When the documentation says “reference-free,” it means you don’t have a single canonical or gold-standard answer to compare against. In other words, there isn’t a labeled dataset that says “The correct answer must be X.” Instead, you might rely on:

  • Human or LLM-based judgment to rate the quality of answers (e.g., is the response helpful, coherent, or relevant?).
  • Task- or domain-specific heuristics (e.g., checking if code compiles, or if an explanation covers certain keywords).
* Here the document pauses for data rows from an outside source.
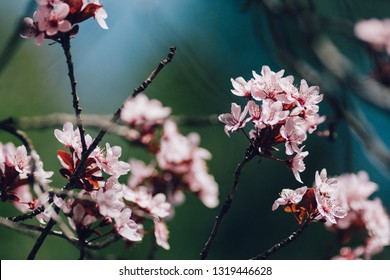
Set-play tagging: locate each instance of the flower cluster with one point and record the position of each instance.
(180, 164)
(105, 201)
(366, 219)
(54, 17)
(316, 203)
(279, 112)
(15, 169)
(98, 200)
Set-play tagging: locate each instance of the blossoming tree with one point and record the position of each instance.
(106, 197)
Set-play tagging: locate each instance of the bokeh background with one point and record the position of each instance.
(216, 40)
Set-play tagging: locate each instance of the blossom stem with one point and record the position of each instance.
(65, 43)
(86, 152)
(250, 153)
(8, 125)
(284, 242)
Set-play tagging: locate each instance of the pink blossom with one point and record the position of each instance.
(235, 120)
(376, 32)
(326, 186)
(327, 204)
(377, 223)
(289, 196)
(296, 164)
(51, 19)
(24, 196)
(80, 218)
(241, 87)
(255, 111)
(267, 85)
(347, 253)
(162, 234)
(18, 159)
(328, 207)
(273, 112)
(110, 199)
(126, 227)
(110, 162)
(294, 136)
(139, 172)
(100, 14)
(307, 98)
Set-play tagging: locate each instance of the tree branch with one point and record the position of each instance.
(284, 242)
(249, 155)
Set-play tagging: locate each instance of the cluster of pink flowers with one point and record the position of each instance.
(103, 201)
(366, 219)
(375, 32)
(316, 203)
(15, 169)
(179, 164)
(60, 16)
(279, 113)
(99, 203)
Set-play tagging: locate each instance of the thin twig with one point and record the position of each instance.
(79, 169)
(15, 41)
(65, 43)
(250, 153)
(284, 242)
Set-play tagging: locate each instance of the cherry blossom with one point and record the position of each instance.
(235, 120)
(97, 162)
(15, 167)
(267, 85)
(55, 17)
(241, 87)
(161, 233)
(280, 113)
(289, 196)
(296, 164)
(366, 216)
(294, 136)
(51, 18)
(316, 203)
(126, 227)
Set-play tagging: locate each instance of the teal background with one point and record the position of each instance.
(216, 40)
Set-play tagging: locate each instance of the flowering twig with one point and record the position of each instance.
(79, 169)
(250, 153)
(97, 121)
(284, 242)
(27, 216)
(8, 125)
(161, 65)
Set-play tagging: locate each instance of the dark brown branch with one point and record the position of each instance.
(97, 140)
(249, 155)
(15, 41)
(65, 43)
(284, 242)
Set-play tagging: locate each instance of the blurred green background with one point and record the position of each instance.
(216, 40)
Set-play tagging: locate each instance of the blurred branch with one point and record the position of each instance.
(97, 121)
(65, 44)
(250, 153)
(284, 242)
(99, 137)
(15, 41)
(337, 73)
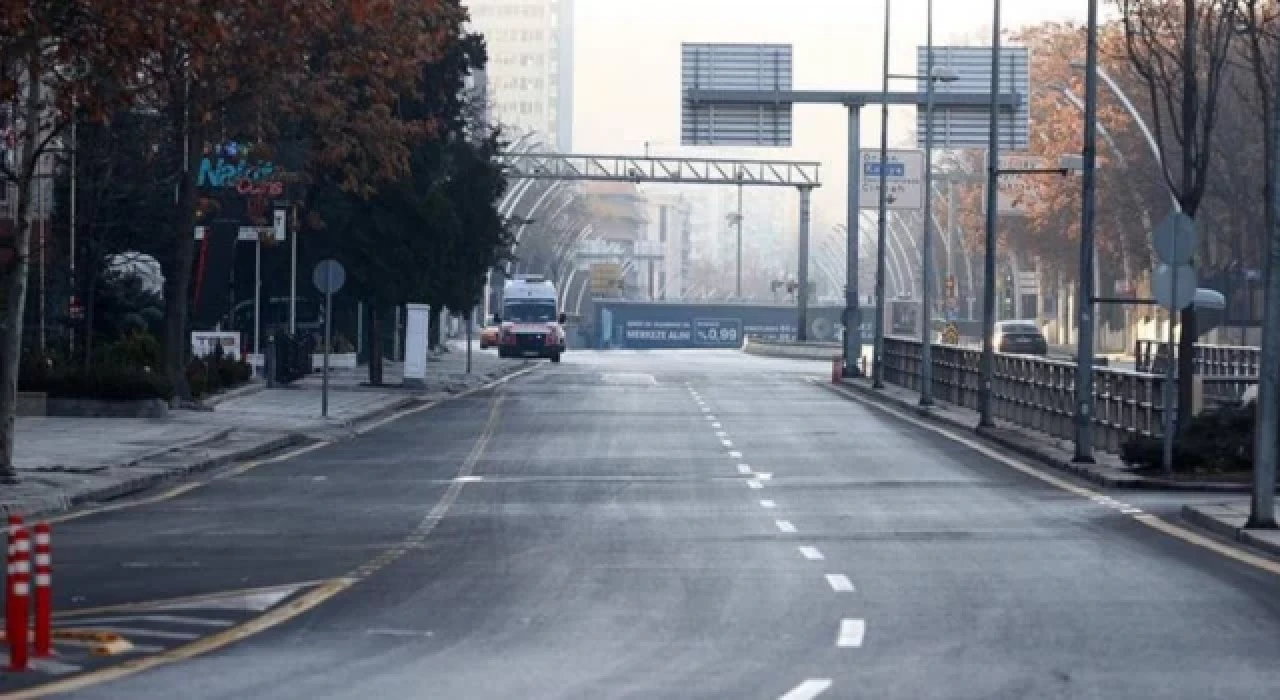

For instance, if you’re building a creative writing LLM or an open-ended chatbot, you often don’t have a “right answer” for each query—thus, you’re doing “reference-free” evaluation, focusing on subjective measures like clarity, helpfulness, or style rather than comparing to a single correct solution.

TO-DO jotted

In the documentation, “Offline evaluation” is described as a strategy for assessing prompts or outputs in a non-live environment, typically using a labeled dataset or reference answers. While RAG systems often use offline evaluation for checking retrieval accuracy or final answer correctness, offline evaluation can be applied to any LLM application — not just RAG. For example:

  • Agentic LLM applications: You might have a multi-step reasoning agent that works with external tools. You could still perform offline tests on a set of known questions and reference answers or states to verify correctness.
  • Translation or Summarization tasks: You can gather reference texts or ground-truth summaries and compare model outputs using automated metrics (ROUGE, BLEU, etc.) offline.
  • Open-ended conversation: Even if there’s no single correct answer, you can still do a reference-free offline evaluation by rating quality or style using a known dataset of “good” conversation examples.

So, offline evaluation is not limited to only the RAG portion. It can be used to evaluate any part of an LLM-driven system where you want to test outputs or behaviors against a dataset or reference standard — or simply in a controlled setting outside live user interactions.